Pour le reggaetonero portoricain, de son vrai nom Benito Antonio Martínez Ocasio, ce dernier album représente le fruit d’un travail artistique quasi ininterrompu. Fin 2023, il a sorti nadie sabe lo que va a pasar mañana, et un an auparavant, en 2022, Un Verano Sin Ti. Il est indéniable que ce dernier album témoigne d’une éthique de travail presque infatigable.
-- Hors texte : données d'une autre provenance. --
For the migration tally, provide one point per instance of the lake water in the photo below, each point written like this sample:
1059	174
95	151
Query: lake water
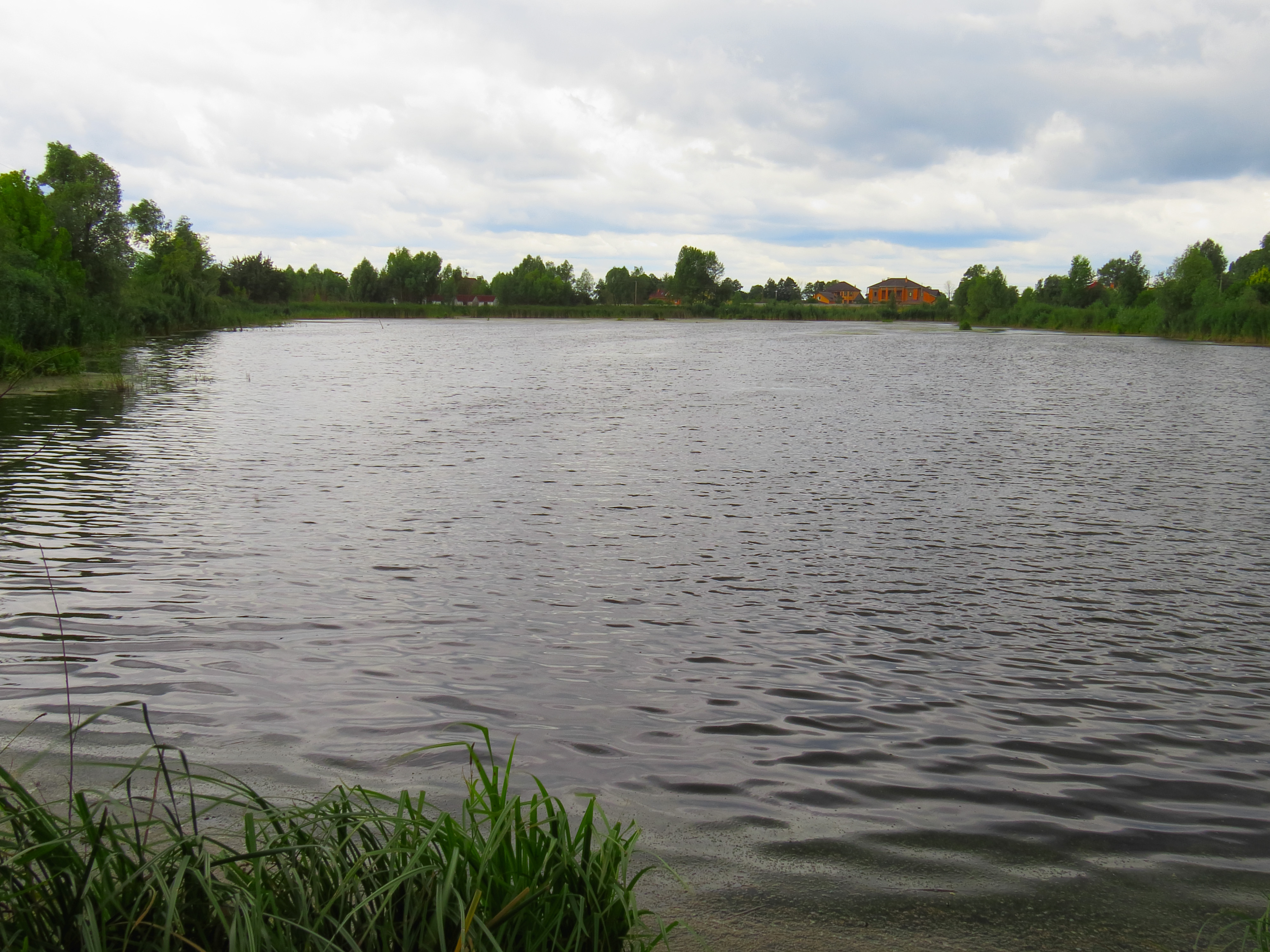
882	605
Les critiques du dernier opus de Bad Bunny, perçu à juste titre comme un hommage au riche héritage musical de Porto Rico, ont été largement favorables. Cependant, malgré l’immense couverture médiatique dont a bénéficié la pop star boricua, au milieu des distinctions et de la multitude de Grammy Awards qu’il a reçus, nous avons négligé à quel point le chanteur veut parler du travail—son travail, le nôtre, et même la notion de “travail” dans son ensemble.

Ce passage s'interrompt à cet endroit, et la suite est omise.